Interested applicants are requested to submit a CV, publication list, a brief cover letter (max 1 pages) and at least two letters of recommendation. All material should be sent to suweis@pd.infn.it. For further information please contact A. Maritan (maritan@pd.infn.it).
The deadline for applications is April 25, 2014. Later applications will also be considered until the positions are filled
Summary of the project “Emergence of criticality in the brain”.
The project will address the more fundamental question on how and why living systems are often found to be tuned near a critical state. Our approach will try to justify the ubiquitous critical behavior of living systems in terms of its evolutionary advantage. In particular we will expand abstract and general theoretical framework developed in [1] to the context of Boolean networks and by building adaptive evolutionary models on heterogeneous complex networks. In this way we will be able to have a more physical and close description of the particular system under study, i.e. the interaction networks of real neurons.

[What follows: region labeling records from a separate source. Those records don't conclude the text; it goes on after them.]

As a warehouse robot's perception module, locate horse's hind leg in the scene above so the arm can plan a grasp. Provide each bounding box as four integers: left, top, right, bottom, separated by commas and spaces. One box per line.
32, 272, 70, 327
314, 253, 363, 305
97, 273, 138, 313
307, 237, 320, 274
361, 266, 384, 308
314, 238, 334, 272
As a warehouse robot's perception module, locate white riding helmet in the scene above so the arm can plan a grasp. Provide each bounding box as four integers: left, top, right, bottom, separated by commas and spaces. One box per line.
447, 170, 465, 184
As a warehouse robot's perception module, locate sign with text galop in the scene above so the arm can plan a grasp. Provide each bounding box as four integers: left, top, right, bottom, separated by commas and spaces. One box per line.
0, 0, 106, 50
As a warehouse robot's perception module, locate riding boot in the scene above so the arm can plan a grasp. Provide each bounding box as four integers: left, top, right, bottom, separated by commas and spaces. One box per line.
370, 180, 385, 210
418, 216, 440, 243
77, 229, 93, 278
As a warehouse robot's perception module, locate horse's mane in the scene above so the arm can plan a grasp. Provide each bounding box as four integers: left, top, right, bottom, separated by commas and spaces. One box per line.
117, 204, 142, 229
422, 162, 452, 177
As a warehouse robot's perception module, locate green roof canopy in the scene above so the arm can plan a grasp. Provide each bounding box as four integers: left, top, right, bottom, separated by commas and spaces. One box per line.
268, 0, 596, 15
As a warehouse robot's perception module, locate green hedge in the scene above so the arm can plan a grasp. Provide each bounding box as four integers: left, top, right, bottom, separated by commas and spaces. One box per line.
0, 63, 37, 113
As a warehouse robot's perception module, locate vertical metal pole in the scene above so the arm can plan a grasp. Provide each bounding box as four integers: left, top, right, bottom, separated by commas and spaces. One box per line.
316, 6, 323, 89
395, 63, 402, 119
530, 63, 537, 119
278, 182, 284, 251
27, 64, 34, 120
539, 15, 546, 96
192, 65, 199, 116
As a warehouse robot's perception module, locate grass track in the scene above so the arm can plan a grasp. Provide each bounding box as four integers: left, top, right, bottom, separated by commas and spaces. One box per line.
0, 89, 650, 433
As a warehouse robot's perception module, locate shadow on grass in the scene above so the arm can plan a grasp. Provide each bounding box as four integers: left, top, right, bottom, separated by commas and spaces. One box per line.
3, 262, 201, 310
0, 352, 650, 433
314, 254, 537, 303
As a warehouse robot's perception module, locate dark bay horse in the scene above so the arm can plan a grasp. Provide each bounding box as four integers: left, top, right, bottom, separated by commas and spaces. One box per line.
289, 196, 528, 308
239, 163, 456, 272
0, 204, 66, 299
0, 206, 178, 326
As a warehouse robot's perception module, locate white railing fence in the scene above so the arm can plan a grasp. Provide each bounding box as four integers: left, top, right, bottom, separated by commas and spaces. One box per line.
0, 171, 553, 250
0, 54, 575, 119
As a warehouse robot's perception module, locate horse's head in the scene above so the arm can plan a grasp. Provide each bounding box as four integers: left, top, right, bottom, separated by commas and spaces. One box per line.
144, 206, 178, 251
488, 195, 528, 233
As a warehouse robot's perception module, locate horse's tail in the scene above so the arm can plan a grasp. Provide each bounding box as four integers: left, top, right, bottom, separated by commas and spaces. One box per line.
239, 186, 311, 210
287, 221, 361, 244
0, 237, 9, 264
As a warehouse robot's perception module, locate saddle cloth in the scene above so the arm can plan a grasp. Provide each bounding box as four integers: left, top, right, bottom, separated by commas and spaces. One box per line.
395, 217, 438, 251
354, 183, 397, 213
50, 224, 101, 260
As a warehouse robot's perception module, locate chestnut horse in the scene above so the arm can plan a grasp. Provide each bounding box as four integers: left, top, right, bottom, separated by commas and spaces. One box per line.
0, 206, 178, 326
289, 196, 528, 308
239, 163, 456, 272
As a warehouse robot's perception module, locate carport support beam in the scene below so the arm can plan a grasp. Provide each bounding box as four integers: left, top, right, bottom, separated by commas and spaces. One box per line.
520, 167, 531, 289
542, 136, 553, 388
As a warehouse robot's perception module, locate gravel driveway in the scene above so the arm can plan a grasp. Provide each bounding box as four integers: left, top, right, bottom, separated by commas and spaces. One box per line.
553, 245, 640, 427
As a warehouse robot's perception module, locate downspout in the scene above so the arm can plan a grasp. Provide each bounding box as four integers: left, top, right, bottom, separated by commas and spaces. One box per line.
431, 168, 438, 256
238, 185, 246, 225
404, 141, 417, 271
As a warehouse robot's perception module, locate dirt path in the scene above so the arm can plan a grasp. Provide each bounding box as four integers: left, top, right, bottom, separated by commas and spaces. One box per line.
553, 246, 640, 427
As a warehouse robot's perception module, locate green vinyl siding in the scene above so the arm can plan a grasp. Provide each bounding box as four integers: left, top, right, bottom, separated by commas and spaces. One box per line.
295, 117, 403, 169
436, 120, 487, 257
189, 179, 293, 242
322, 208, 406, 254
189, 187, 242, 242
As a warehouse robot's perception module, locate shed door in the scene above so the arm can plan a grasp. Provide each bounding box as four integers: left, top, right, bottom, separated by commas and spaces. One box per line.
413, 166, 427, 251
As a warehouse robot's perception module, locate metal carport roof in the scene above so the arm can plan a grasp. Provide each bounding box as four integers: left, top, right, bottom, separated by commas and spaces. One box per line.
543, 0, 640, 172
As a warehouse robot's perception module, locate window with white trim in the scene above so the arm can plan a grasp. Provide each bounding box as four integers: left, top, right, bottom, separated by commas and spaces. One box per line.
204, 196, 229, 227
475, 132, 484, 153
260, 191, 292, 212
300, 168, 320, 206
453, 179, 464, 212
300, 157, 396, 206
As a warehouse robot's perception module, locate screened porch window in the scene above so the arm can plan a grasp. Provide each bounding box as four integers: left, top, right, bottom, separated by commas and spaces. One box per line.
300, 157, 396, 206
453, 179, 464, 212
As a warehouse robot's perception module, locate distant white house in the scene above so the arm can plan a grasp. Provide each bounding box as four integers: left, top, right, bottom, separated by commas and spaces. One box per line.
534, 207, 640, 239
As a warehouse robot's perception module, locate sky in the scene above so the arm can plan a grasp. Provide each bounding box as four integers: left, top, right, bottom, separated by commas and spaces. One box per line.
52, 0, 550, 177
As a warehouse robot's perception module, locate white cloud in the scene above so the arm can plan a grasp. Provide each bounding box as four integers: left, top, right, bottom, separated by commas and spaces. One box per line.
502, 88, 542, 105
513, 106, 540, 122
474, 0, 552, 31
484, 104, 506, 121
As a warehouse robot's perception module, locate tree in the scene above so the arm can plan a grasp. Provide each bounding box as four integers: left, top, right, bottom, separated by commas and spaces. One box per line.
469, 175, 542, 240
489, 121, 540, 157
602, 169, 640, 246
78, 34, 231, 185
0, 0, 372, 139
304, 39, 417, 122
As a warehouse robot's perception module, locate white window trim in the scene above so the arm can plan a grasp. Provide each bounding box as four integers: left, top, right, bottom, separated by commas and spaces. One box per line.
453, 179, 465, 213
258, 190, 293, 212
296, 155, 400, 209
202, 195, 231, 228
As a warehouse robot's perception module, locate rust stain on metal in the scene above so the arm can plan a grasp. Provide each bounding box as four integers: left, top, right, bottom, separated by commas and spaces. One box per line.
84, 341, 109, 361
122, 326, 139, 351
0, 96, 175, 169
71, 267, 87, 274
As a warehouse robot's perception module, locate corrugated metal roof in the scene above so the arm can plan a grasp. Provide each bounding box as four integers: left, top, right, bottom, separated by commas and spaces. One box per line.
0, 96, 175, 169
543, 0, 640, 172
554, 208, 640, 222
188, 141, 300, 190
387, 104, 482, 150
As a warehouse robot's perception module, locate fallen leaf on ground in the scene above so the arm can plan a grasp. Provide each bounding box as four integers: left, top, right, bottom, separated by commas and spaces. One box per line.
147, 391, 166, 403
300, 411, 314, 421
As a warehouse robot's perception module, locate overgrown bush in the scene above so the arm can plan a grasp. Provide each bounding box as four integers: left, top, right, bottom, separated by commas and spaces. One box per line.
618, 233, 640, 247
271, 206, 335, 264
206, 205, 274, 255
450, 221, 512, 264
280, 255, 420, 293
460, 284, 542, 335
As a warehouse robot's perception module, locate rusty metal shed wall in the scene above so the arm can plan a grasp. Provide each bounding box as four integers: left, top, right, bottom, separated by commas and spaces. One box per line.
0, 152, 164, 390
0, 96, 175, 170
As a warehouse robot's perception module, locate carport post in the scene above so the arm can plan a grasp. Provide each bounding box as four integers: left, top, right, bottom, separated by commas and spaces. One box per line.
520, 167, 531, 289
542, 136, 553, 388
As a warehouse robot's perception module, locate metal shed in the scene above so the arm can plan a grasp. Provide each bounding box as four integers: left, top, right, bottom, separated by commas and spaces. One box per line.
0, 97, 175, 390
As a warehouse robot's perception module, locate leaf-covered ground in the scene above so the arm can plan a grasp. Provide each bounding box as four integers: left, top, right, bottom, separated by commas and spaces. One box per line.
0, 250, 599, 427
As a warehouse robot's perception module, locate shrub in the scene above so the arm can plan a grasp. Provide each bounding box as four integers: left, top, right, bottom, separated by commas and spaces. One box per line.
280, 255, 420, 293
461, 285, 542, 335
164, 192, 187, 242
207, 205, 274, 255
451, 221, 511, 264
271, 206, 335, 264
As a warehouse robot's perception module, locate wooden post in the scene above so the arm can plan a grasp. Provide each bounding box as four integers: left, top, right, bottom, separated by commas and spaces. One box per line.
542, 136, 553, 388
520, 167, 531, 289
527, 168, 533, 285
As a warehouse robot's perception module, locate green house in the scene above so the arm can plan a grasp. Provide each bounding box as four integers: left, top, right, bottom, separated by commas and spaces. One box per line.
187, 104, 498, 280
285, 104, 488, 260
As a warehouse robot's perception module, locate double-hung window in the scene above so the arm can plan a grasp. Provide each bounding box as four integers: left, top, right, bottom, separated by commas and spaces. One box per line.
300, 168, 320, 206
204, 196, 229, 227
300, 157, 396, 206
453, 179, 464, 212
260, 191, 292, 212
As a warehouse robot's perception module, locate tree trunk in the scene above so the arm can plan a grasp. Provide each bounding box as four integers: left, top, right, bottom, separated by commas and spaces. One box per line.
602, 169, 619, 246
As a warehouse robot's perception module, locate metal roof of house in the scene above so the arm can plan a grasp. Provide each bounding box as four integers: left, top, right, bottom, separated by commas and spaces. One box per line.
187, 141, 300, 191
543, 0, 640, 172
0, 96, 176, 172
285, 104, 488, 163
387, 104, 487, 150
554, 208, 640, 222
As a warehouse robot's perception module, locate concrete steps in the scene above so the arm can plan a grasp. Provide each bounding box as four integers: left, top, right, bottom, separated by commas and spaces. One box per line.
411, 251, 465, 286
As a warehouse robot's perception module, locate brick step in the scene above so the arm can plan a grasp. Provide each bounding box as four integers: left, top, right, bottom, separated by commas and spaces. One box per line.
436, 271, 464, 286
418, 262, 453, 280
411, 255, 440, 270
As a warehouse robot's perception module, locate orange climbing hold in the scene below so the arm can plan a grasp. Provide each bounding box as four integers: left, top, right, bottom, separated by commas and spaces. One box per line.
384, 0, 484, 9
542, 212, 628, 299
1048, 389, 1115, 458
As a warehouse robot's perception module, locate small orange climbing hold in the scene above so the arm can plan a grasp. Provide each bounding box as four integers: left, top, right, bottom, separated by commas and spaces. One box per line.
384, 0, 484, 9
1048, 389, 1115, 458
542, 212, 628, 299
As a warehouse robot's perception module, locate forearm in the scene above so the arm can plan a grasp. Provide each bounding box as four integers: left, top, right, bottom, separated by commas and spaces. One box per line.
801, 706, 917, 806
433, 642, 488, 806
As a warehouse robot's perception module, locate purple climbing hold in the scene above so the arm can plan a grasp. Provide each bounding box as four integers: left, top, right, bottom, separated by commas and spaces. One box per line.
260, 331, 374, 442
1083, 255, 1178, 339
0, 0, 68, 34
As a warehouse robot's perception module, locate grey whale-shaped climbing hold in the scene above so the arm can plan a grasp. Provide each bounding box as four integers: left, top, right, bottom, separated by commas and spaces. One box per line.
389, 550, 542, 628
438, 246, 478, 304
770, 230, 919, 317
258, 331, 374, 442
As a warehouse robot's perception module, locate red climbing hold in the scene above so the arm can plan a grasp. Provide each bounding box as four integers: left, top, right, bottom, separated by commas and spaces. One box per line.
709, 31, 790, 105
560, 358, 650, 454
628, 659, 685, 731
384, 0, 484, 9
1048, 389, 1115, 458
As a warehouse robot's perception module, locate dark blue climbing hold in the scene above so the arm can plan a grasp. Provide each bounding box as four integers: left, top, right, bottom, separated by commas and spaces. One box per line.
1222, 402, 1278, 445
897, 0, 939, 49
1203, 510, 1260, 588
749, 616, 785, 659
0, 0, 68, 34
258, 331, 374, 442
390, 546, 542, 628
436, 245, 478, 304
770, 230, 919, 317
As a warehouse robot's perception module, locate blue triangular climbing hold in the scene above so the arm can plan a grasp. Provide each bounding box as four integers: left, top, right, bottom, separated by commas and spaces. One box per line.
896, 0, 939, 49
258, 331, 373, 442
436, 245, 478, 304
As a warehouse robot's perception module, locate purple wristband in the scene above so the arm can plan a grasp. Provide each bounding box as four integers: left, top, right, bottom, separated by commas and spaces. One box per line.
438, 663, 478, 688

We will then verify and characterize the emergence of criticality in brain networks by analyzing neuronal activity and its propagation as measured in Vassanelli’s lab. Criticality and power law behavior will be assessed by looking at the presence of activity avalanches of firing neurons, taking advantage of the high-resolution and large-scale features of the new recording method. The topological architectures of neural network evolved under different stimuli and the corresponding degree distribution will be also studied. In the first year, we will mainly focus on investigating the spontaneous emergence of criticality in neuronal cultures from the rat cortex. In the second year, networks in slices form the somatosensory barrel cortex will be assessed.
[1] Hidalgo, J., Grilli, J., Suweis, S., Muñoz, M. A., Banavar, J. R., & Maritan, A. (2014). Information-based fitness and the emergence of criticality in living systems. Proceedings of the National Academy of Sciences, 111(28), 10095-10100.